Search code examples
timeoutkubernetesstartupprobe

Kubernetes livenessProbe shutdown during application startup


I am working with:

kubernetes 1.3.6

.. with this part in the deployment file of my application:

    livenessProbe:
      httpGet:
        path: /liveness
        port: 8082
      initialDelaySeconds: 120

.. so that when I describe the pod I got this

Liveness: http-get http://:8082/liveness delay=120s timeout=1s period=10s #success=1 #failure=3

My application often starts in 110-115 seconds, but sometimes it takes more (due to DB delays, external services retry, etc ..).

The problem I see is that when it takes more than 130/140 seconds (initialDelaySeconds + period), kubernetes forces the shutdown and the pod re-start from scratch. When you have a lot of replicas (50-60) it means that the full deployment sometimes takes 10-15 minutes more than the normal one. Obviously a solution is to increase the initialDelaySeconds, but then all the deployments will take a lot more time.

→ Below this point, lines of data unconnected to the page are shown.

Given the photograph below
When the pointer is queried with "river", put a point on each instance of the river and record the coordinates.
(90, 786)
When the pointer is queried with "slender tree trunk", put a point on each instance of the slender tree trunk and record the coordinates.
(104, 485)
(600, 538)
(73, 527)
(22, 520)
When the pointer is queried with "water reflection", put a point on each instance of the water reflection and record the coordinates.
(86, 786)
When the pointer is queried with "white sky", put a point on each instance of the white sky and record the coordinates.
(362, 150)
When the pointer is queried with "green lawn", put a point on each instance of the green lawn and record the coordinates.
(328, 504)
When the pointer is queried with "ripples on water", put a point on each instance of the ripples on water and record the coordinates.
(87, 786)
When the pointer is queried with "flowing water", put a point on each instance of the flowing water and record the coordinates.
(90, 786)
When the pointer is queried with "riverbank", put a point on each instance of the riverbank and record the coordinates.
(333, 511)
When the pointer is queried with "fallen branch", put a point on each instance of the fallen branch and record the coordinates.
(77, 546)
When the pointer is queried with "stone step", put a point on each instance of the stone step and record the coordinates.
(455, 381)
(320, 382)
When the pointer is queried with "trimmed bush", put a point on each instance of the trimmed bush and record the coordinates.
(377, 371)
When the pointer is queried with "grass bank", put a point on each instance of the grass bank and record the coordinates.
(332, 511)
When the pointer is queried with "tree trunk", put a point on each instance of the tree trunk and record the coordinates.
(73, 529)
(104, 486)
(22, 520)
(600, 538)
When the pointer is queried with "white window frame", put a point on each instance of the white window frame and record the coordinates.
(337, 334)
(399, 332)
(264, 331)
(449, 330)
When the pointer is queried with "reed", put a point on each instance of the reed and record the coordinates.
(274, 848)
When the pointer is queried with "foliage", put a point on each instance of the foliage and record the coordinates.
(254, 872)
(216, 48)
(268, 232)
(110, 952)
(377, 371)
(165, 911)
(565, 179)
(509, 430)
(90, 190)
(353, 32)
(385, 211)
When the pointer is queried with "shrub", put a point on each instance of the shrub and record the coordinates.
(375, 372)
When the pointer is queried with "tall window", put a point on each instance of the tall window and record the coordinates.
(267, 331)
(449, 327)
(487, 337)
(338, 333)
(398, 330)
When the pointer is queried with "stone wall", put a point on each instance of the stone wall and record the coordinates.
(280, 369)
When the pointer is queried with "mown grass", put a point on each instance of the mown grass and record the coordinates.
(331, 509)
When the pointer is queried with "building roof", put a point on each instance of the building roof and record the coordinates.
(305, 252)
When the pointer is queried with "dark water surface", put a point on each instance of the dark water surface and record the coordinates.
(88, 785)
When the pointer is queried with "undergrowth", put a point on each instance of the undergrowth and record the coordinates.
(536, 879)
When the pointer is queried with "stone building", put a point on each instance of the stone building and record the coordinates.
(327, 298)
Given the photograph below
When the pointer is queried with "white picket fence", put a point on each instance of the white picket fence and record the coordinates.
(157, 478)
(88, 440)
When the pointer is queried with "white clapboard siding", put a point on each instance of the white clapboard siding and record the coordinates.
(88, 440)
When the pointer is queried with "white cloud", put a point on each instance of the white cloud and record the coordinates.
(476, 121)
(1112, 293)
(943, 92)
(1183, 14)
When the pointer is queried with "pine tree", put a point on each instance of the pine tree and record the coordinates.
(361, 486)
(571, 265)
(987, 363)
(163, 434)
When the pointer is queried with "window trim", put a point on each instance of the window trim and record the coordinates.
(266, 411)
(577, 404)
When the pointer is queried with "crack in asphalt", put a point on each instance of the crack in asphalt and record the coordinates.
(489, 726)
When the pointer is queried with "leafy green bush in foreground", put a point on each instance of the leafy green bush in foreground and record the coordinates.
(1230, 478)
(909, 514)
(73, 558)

I had a look here and there's nothing that seems to solve this problem: http://kubernetes.io/docs/api-reference/v1/definitions/#_v1_probe

Ideally I would like to have something that works in the opposite way: not an "initialDelaySeconds", but a maximum amount of time to start the pod. If that time passes, kubernetes forces the pod shutdown and tries another time.


Solution

  • I finally ended up with a good solution, that at the moment works perfectly!

    I set:

    • readinessProbe.initialDelaySeconds: equals to the minimum startup time of the application
    • livenessProbe.initialDelaySeconds: equals to the maximum startup time of the application + couple of seconds

    So that kubernetes (after readinessProbe.initialDelaySeconds) starts to check readiness probe in order to add the pod to the balancing. Then (after livenessProbe.initialDelaySeconds) it starts to check also the liveness probe, in case the pod needs restarting.